Our real competition is at home

While Australia’s beef industry will continue to face strong export competition from countries such as Brazil, the US and India, economist Dr Andy Stoeckel said Australia’s ‘real’ competition was actually closer to home. “Your real competition is in the resource sector,” he said. “There has been a huge hollowing out in Australia. What you have to do is to make better use of all those resources that you need to produce better beef.  If you are out there mustering with a helicopter, you have to be able to pay the rate to afford that helicopter which is going to be partly determined by the rate they can go along and take some core samples back to the mining company. So the ultimate competition is can you make better use of the resources available in society than anybody else.” Dr Stoeckel said there were signs resources industry competition was ‘coming off the boil’, however, with one half of Australian coal producers fundamentally uneconomic at the prevailing coal price of $82 a tonne. “So resources are about to switch back into traditional exports like agriculture and so on around the economy,” he said.


Why its hard to compare cattle prices between countries

In the past year cattle prices in the US have increased by 24pc and in Brazil by 20pc. Why have Australian cattle prices missed the global cattle price party? MLA chief economist Tim McCrae told the NTCA conference that while drought-induced supply factors have clearly restricted returns for producers in Australia in the past year, the US and Brazil both also have the benefit of massive domestic markets. “Why it is always dangerous to compare Australia against those counties is that 90-95pc of all the cattle and beef produced in the US is transacted with no currency or market access issues, and 80-85pc in Brazil. Let’s say about 33pc of the beef we produce in Australia is cleared (into our domestic market) with no currency or market access constraints. Other than that, everything that is produced faces those two big volatile barriers to trade (currency and market access issues)”.

 

What producers can learn from magpie geese

Producers can learn a thing or two from magpie geese, says Ord River farmer Rob Boshammer.

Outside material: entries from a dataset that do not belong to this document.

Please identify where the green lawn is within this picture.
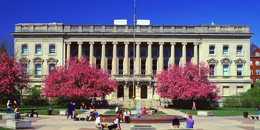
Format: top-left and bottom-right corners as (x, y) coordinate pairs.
(0, 127), (12, 130)
(175, 107), (258, 116)
(0, 105), (82, 115)
(104, 108), (166, 114)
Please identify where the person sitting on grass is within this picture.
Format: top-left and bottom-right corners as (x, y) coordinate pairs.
(108, 115), (120, 130)
(32, 107), (38, 117)
(95, 114), (105, 130)
(172, 116), (180, 128)
(186, 115), (194, 128)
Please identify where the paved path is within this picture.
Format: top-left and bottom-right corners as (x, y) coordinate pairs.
(0, 108), (255, 130)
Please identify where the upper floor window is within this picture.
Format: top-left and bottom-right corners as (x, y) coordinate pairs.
(223, 65), (228, 76)
(35, 45), (42, 54)
(22, 45), (28, 54)
(49, 45), (55, 54)
(237, 46), (242, 55)
(163, 48), (170, 57)
(35, 64), (42, 75)
(237, 65), (242, 76)
(209, 46), (215, 54)
(223, 46), (228, 55)
(209, 65), (215, 76)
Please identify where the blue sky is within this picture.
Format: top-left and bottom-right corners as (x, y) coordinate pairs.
(0, 0), (260, 51)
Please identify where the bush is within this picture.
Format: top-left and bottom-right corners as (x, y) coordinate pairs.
(21, 87), (49, 106)
(223, 96), (242, 107)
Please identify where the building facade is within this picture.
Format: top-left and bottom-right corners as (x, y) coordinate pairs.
(12, 23), (253, 106)
(250, 43), (260, 86)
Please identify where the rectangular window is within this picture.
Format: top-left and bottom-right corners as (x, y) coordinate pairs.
(237, 86), (244, 95)
(35, 64), (42, 75)
(209, 46), (215, 54)
(209, 65), (215, 76)
(223, 46), (228, 55)
(223, 65), (228, 76)
(35, 45), (42, 54)
(237, 65), (242, 76)
(49, 45), (55, 54)
(49, 64), (55, 74)
(223, 86), (229, 96)
(237, 46), (242, 55)
(255, 69), (259, 75)
(22, 45), (28, 54)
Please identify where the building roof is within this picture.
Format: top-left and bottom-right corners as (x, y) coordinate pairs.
(250, 43), (258, 57)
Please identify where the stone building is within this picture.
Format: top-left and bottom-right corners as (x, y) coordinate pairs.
(12, 23), (253, 106)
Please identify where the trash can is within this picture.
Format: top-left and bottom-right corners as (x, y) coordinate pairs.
(47, 110), (52, 115)
(243, 112), (248, 118)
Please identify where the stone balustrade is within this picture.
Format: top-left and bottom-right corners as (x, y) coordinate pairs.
(15, 23), (249, 33)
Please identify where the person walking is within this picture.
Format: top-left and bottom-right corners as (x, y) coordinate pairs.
(191, 101), (196, 111)
(6, 100), (12, 114)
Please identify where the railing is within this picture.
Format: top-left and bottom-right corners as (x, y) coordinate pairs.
(15, 23), (250, 33)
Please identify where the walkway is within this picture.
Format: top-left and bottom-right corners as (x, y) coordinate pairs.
(0, 108), (255, 130)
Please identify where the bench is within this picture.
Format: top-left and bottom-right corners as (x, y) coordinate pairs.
(130, 125), (156, 130)
(197, 111), (213, 116)
(6, 120), (31, 129)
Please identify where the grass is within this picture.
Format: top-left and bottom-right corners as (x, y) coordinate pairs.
(104, 108), (166, 114)
(0, 105), (82, 115)
(175, 107), (258, 116)
(0, 127), (12, 130)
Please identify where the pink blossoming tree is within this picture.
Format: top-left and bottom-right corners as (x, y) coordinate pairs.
(0, 53), (29, 94)
(43, 57), (117, 99)
(155, 62), (220, 101)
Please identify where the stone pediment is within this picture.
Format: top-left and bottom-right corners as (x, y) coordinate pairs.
(46, 57), (59, 64)
(33, 57), (44, 63)
(207, 58), (218, 64)
(220, 58), (232, 64)
(234, 58), (246, 64)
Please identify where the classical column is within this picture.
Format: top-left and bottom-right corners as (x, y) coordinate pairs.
(112, 42), (117, 75)
(78, 41), (83, 58)
(157, 42), (164, 72)
(182, 42), (187, 65)
(66, 42), (71, 60)
(147, 42), (153, 75)
(135, 42), (141, 75)
(123, 42), (129, 75)
(193, 42), (199, 65)
(101, 42), (106, 69)
(170, 42), (176, 65)
(89, 42), (95, 65)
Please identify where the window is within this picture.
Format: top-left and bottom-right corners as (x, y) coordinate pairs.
(35, 64), (42, 75)
(237, 46), (242, 55)
(223, 65), (228, 76)
(223, 46), (228, 55)
(237, 86), (244, 95)
(209, 65), (215, 76)
(35, 45), (42, 54)
(152, 48), (158, 57)
(223, 86), (229, 96)
(163, 49), (169, 57)
(22, 45), (28, 54)
(237, 65), (242, 76)
(49, 64), (55, 74)
(209, 46), (215, 54)
(49, 45), (55, 54)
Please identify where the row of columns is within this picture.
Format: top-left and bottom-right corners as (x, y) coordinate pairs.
(66, 41), (199, 75)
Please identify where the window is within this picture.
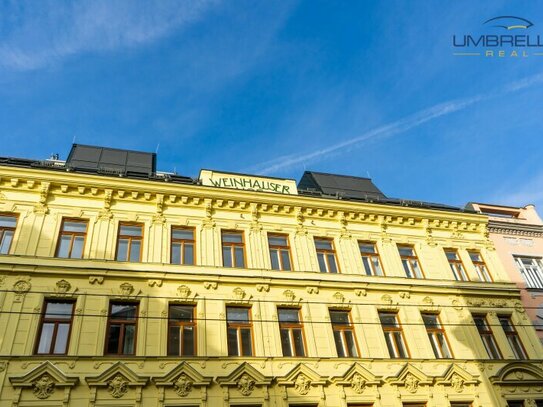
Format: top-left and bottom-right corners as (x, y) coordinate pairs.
(330, 310), (358, 358)
(57, 219), (87, 259)
(498, 315), (528, 359)
(168, 305), (196, 356)
(268, 234), (292, 271)
(379, 311), (409, 359)
(226, 307), (253, 356)
(473, 315), (502, 359)
(445, 249), (469, 281)
(422, 313), (452, 359)
(106, 302), (138, 355)
(171, 227), (195, 265)
(398, 246), (423, 278)
(468, 252), (492, 283)
(516, 258), (543, 288)
(0, 215), (17, 254)
(222, 230), (245, 267)
(277, 308), (305, 356)
(36, 300), (74, 355)
(117, 222), (143, 262)
(358, 242), (383, 276)
(315, 237), (338, 273)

Rob Boshammer is one of the most successful primary producers in Northern Australia, a farmer who has pioneered the development of numerous crops in the Ord River irrigation area in north western WA including the increasingly popular Chia. Mr Boshammer shared several practical business lessons he has learned during 30 years in the Ord, before he closed with a story about magpie geese, which he used to encourage more producers to share the burden of industry representation. “One of my inspirations as I go around especially in this country at this time of year, is the magpie geese flying around. I don’t know if you realise it but in that formation, they have done some studies on it, flying in that V-formation with one flying in the lead and taking turns at the lead, they save about 30pc of their energy. Thank goodness we have got good people taking the lead. Luke (Bowen) has been leading for a while, the NTCA has been leading fairly well, but other people have to take over…  the executive should be renewed regularly, otherwise they get worn out, we have got to maintain that 30pc gain in efficiency.”